Phillips hasn’t turned 21 years old yet, and he was a 2-year starter and leader for #Maryland
He was one of the most impressive players at @ShrineBowl on the field as a powerful NT, and off the… pic.twitter.com/nM14KPjYiC
— Eric Galko (@EricGalko) April 26, 2025
“With Jordan, one thing is [that] he is a really good run stopper, run player,” Grier said of the pick. “So what he was asked to do for them, he excelled in what he could do. We had some of our coaches work at the East-West game, he was there, and really showed some stuff in the pass rush with different stances and different techniques he was being taught down there. So for us, we were excited watching thatI know Coach Weaver was the first one who came to us, and [defensive line coach] Austin [Clark] were like, ‘Hey, watch this from the East-West and what he was doing.’ He’s 20 years old, has an unbelievable love for football, so we do think there’s some things we can unlock with him.”

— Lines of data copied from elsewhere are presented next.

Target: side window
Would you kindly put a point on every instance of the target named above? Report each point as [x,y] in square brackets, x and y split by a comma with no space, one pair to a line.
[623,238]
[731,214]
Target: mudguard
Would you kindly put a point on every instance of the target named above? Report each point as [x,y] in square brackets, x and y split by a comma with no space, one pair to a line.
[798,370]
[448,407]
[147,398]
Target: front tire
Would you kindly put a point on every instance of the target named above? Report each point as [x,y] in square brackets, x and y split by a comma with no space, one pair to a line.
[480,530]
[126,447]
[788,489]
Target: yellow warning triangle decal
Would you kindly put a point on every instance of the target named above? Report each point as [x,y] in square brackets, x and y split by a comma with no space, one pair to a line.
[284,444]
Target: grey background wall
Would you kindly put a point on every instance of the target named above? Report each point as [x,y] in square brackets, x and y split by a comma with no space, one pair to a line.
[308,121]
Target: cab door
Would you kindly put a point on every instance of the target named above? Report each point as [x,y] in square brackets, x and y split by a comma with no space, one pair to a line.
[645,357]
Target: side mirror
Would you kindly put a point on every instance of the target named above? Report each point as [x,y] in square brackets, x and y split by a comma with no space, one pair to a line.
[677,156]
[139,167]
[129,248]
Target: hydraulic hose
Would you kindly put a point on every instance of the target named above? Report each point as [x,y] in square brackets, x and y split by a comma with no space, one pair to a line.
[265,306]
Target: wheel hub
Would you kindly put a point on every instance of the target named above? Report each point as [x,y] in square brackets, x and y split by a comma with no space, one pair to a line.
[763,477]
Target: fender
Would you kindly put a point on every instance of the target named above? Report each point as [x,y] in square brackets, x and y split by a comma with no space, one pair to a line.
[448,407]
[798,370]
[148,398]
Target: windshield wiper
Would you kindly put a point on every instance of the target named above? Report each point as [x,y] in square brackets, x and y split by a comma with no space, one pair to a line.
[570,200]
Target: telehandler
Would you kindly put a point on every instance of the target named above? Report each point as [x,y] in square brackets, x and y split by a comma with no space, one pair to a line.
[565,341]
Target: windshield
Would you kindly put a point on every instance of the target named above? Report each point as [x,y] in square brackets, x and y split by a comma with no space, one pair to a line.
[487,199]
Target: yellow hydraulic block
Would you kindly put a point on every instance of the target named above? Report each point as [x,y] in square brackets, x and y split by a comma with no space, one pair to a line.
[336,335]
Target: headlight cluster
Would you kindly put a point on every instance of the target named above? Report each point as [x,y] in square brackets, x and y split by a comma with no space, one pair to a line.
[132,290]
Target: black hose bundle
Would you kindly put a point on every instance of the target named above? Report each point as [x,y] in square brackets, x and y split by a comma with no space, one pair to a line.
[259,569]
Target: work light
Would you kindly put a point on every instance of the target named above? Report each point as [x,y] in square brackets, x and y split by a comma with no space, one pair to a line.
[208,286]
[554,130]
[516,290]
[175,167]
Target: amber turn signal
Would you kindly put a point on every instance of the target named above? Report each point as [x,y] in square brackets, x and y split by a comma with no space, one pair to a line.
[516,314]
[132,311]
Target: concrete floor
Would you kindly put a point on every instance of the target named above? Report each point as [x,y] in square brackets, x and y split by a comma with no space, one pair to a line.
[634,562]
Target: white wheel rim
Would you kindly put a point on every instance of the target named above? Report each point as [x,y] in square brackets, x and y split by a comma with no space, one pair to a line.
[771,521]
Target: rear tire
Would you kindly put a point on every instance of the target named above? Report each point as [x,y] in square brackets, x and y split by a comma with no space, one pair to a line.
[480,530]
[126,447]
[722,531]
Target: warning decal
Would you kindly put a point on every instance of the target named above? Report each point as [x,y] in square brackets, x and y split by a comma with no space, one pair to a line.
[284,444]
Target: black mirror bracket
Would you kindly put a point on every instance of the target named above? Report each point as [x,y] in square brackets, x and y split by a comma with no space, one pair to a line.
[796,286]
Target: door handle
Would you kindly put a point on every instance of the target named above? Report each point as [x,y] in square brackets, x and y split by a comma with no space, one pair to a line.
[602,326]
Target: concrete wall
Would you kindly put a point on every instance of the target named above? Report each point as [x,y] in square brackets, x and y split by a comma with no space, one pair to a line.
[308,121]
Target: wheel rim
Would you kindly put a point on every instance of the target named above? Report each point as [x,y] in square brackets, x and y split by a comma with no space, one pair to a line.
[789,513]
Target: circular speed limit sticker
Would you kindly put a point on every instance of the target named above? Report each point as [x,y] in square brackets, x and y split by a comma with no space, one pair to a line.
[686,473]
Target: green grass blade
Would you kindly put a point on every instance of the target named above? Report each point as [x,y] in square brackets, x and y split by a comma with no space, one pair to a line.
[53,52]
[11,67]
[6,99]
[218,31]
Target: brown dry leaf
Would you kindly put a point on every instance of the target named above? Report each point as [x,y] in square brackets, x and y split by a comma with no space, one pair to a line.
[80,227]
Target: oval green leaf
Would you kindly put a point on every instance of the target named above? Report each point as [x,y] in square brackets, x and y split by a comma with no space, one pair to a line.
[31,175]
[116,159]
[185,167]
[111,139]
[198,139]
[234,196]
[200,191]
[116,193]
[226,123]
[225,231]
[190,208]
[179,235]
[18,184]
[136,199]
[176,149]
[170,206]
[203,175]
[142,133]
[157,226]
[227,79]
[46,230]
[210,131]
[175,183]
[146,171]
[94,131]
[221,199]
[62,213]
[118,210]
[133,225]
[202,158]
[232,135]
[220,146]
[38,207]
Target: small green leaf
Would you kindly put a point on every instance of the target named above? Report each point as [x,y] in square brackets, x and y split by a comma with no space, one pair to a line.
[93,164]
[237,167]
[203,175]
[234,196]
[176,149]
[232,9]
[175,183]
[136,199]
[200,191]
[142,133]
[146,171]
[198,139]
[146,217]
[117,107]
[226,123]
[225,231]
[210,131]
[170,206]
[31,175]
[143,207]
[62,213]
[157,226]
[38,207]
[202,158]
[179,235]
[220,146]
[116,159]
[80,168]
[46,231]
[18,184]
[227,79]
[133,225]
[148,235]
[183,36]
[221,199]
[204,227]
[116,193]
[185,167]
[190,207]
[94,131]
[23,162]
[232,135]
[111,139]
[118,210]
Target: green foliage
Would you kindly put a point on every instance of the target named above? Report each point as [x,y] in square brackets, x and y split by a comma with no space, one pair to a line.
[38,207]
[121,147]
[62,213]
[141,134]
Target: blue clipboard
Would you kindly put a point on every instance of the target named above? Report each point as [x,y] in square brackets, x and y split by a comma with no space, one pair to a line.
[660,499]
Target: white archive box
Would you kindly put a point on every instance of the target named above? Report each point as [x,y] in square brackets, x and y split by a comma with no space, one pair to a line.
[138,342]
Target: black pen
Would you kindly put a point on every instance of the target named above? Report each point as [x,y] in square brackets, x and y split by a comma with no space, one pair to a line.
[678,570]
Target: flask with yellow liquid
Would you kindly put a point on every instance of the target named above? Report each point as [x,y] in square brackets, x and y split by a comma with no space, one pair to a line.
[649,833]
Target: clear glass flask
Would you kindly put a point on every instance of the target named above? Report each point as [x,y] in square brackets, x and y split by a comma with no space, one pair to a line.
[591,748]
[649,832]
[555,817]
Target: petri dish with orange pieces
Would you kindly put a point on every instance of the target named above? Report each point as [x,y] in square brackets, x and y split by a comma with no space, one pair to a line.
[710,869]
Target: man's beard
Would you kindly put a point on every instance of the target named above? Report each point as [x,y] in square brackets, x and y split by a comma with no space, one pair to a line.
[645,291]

Phillips is also a tape fiend who loves to study other interior maulers. Not only was he more than familiar with Kenneth Grant’s tape by the time he was drafted, he’d also done work on another defensive tackle named Jordan Phillips, who was selected in the second round of the 2015 draft by the Dolphins, and played for the team until he was waived following a beef about playing time in 2018.
“Yes,” the new Jordan Phillips said when asked whether he had studied his same-name representative. “Absolutely. So one thing about me, I study every D-tackle that’s like… in terms of being at the top of their game, I study every great D-tackle. And even all different types of D-tackles in the league and I have watched Jordan Phillips, as a matter of fact. I watched him early on in his career when he was with the Dolphins and then when he went to the Cardinals and then now the Bills. He’s [a] physical, real good run stopper. He gets after it pretty good, and he’s a 10-plus-year vet, so that’s great.”
If this Jordan Phillips is able to match the other Jordan Phillips’ 27 sacks, 169 total pressures, 123 solo tackles, and 114 stops in his own 10-year career… well, that’s a pretty sweet deal for a fifth-round pick.
(All advanced metrics courtesy of Pro Football Focus and Sports Info Solutions).